Me lo sono sempre chiesto ma... Forse in termini di fruizione credo di sì. Il medium cambia, e cambia la forma di intrattenimento. Penso a Euphoria o Succession, cercano uno sforzo da parte del pubblico. Nonostante siano pretenziose, hanno sbancato. Succession ha riscritto Shakespeare. La qualità paga. La mediocrità non può valere di più. La serialità tv ci sta dando tanto, poi magari in Italia manca un vero riconoscimento alla serialità reale. Forse i David di Donatello dovrebbero innovarsi, aggiungendo categorie sulla serialità.

Gabriele Falsetta   Foto Di Roberta Krasnig
Gabriele Falsetta. Foto di Roberta Krasnig

Su M. Il figlio del Secolo puoi dirci poco, immagino...

Mi sono visto un po' di girato, seguo un po' la post-produzione. È un livello alieno per l'Italia. E te lo dico con gioia. Un cast tecnico pazzesco, professionisti enormi, che però ti fanno sentire a casa. Ti elevano ad un livello che pensavi di non poter raggiungere. Artisticamente è un'opera sorprendente, Joe Wright è stato attento e rispetto della Storia, come il libro di Scurati. Le polemiche? Spero ci saranno, perché è una serie che deve far discutere, deve girare il mondo con una presa di posizione anti-fascista. Mussolini quello era, e quello rimane. Tuttavia, dentro M non ci sono stereotipi, c'è molto di più. Questa serie esce dai canoni.

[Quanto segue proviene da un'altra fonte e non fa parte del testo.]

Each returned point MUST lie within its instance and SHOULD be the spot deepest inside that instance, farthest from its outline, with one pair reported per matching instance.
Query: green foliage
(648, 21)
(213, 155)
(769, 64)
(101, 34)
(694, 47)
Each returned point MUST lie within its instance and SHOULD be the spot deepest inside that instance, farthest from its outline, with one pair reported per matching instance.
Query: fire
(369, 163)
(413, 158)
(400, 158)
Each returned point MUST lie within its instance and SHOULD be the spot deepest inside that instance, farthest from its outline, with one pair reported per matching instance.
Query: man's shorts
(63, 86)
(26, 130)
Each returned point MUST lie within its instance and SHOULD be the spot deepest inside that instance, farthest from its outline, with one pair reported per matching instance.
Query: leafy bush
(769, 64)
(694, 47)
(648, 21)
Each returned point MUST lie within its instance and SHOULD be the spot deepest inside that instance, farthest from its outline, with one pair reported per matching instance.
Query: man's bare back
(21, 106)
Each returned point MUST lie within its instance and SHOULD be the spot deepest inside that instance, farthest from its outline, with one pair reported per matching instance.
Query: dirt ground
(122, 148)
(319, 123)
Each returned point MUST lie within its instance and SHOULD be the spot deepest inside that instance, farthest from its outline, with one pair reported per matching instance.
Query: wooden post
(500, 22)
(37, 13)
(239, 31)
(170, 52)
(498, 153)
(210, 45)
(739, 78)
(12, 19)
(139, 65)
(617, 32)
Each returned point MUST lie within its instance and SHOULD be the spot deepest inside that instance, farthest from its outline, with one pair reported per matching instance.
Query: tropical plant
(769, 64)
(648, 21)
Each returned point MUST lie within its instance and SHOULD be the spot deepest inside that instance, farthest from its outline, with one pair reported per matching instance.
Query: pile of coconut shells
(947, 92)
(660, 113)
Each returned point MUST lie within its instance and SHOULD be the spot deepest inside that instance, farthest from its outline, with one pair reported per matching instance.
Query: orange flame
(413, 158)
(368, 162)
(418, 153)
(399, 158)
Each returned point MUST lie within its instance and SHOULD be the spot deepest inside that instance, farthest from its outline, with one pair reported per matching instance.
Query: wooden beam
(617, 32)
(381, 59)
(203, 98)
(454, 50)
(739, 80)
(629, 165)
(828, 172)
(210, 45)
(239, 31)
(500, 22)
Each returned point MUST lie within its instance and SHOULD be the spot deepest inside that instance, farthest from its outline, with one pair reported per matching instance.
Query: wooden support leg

Tra l'altro, alterni grandi produzioni, a produzioni più indie. Come scegli i copioni?

Innanzitutto, dicendo di no. Perché se dici no, arrivano dei sì importanti. Per me è inevitabile la qualità della sceneggiatura e della scrittura, che aprono le possibilità degli attori. Noi siamo solo attori, e se la sceneggiatura non funziona, devi fare un triplo sforzo. Cerco il tentativo di raccontare una buona storia. Penso al personaggio di Farinacci di M, o Piero Piccioni in Finalmente l'Alba. Ora, sto girando una serie con la Tognazzi, dove interpreto un ragazzo gay. Ho voglia di diversificare. Mi piace sviare, come in Roma Blues, con un personaggio che somiglia a quello visto in Monterossi - La serie. Sono sfide, e ho l'ambizione di vedere un film dal gusto condiviso. Poi mi piace parlare con il regista. Ho bisogno di dialogare con gli autori. Joe Wright, Costanzo, Giuseppe Gagliardi... non serve puntare ai milioni, servono le buone idee.

Il cinema indipendente, secondo te, esiste ancora?

Ho visto due volte Povere Creature! di Yorgos Lanthimos, è un film mainstream, ma legato ad un'anima indipendente. È un film estremamente teatrale, e nonostante questo si fa fatica a trovare i biglietti. Bisogna essere sovversivi da dentro, non da fuori, perché i tempi non lo permettono.